Reggio Emilia, 15 febbraio 2024 – “Reggio sulle interdittive è indietro di vent’anni. E ci sono ancora pochissime denunce da parte degli imprenditori", mentre al contrario, dopo il caso Saman c’stata un’escalation di procedimenti analoghi "di ragazze pachistane, indiane e bengalesi". Non le ha mai mandate a dire e anche ieri, il procuratore capo Calogero Gaetano Paci è stato tranchant nell’audizione durata oltre due ore a Roma, in commissione parlamentare antimafia (nella foto al tavolo con la presidente Chiara Colosimo) .
Paci è un fiume in piena sul ‘record’ di 136 esclusioni dalle white list emesse nel 2022 dalla prefettura reggiana.

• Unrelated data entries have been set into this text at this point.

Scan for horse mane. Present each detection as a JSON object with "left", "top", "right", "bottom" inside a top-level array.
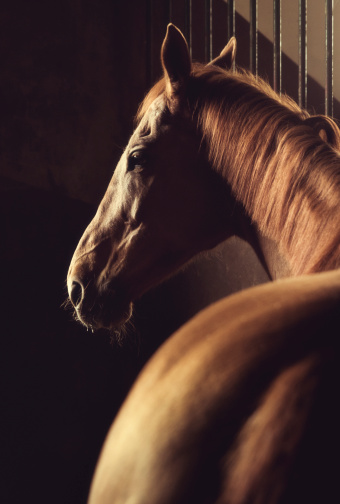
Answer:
[{"left": 137, "top": 63, "right": 340, "bottom": 274}]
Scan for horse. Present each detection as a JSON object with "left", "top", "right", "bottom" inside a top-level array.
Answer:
[{"left": 67, "top": 24, "right": 340, "bottom": 504}]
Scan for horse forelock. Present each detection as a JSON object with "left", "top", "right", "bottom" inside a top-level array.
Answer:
[{"left": 136, "top": 63, "right": 340, "bottom": 273}]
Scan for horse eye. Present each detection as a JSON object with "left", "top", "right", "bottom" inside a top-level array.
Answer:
[{"left": 127, "top": 150, "right": 145, "bottom": 171}]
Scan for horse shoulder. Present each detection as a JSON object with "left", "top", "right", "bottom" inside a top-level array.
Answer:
[{"left": 89, "top": 272, "right": 340, "bottom": 504}]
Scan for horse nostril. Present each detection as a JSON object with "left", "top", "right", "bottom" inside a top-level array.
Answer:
[{"left": 70, "top": 280, "right": 84, "bottom": 307}]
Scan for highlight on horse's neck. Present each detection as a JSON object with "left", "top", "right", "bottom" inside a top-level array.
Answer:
[{"left": 194, "top": 67, "right": 340, "bottom": 274}]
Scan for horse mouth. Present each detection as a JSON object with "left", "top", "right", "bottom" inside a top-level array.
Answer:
[{"left": 74, "top": 296, "right": 133, "bottom": 332}]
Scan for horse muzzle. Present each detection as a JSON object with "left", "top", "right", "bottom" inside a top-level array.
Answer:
[{"left": 67, "top": 275, "right": 132, "bottom": 330}]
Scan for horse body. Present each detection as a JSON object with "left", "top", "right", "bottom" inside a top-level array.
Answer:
[
  {"left": 89, "top": 272, "right": 340, "bottom": 504},
  {"left": 68, "top": 26, "right": 340, "bottom": 504}
]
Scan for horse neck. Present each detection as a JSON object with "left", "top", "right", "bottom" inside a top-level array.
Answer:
[{"left": 197, "top": 84, "right": 340, "bottom": 278}]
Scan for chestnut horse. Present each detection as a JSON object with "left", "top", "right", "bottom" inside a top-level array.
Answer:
[{"left": 68, "top": 25, "right": 340, "bottom": 504}]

Cinque volte di più rispetto a Palermo. "Ciò non significa che a Palermo lo strumento non sia utilizzato e che non ci sia la cultura della prevenzione antimafia – ha premesso Paci – Al contrario vuol dire che in quei territori le interdittive sono in voga da decenni, cosa che non è avvenuta a Reggio, dove serve ancora usarle per evitare che molte imprese riconducibili a soggetti legati da reticoli parentali complessi ad esponenti della ‘ndrangheta, possano avere rapporti con la pubblica amministrazione e entrare nella white list". Secondo Paci "una sfasatura di almeno 20 anni ha fatto sì che, come accertato dal processo Aemilia, il fenomeno criminale potesse fare qui cose che nemmeno nei territori di origine si era permessa per affermarsi".

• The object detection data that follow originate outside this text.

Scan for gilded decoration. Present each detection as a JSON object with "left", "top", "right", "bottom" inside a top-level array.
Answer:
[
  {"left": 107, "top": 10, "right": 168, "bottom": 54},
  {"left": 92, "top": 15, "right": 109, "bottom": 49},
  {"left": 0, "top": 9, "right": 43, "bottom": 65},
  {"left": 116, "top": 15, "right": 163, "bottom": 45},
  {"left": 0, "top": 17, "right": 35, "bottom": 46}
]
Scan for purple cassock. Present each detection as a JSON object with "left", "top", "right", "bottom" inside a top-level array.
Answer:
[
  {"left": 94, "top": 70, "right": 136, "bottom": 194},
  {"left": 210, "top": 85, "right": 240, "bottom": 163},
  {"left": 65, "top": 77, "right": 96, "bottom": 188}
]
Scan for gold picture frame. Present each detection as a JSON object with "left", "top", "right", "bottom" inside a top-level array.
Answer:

Insomma in Emilia, "c’è stato uno spazio eccessivamente ampio in cui, vuoi per la sua mancanza di violenza, vuoi per la sua maggiore capacità di adattarsi, l’organizzazione mafiosa ha finito per incontrare anche il favore degli imprenditori locali". E proprio sugli industriali, sferra ancora una strigliata come già un anno fa fece in un’intervista al Carlino . "Ancora oggi non riesco a capacitarmi che nonostante le straordinarie evidenze di questo fenomeno criminale, per esempio le segnalazioni di fatture per operazioni inesistenti da parte di professionisti, che pure sono obbligati per legge a farle, si contano sulle dita di due mani . Nonostante non siano mancate le occasioni per stimolarle, da parte delle associazioni datoriali e sindacali che potrebbero anche non denunciare ma evidenziare agli inquirenti un improvviso arricchimento di un concorrente rispetto alla fisiologica dinamica di mercato". Insomma, per il procuratore, "da questo punto di vista il territorio non manda segnali chiari e precisi".
Un forte j’accuse ribadito in un contesto come la criminalità mafiosa che – ammonisce Paci nella sua esposizione – "a Reggio è la frontiera più avanzata di quella che possiamo definire una dinamica evolutiva della criminalità mafiosa, che è tornata ad essere tout court, occupando segmenti di mercato da quelli più tradizionali come l’edilizia e la grande distribuzione organizzata a quelli più raffinati, come i rifiuti, le energie rinnovabili, la logistica e le scommesse".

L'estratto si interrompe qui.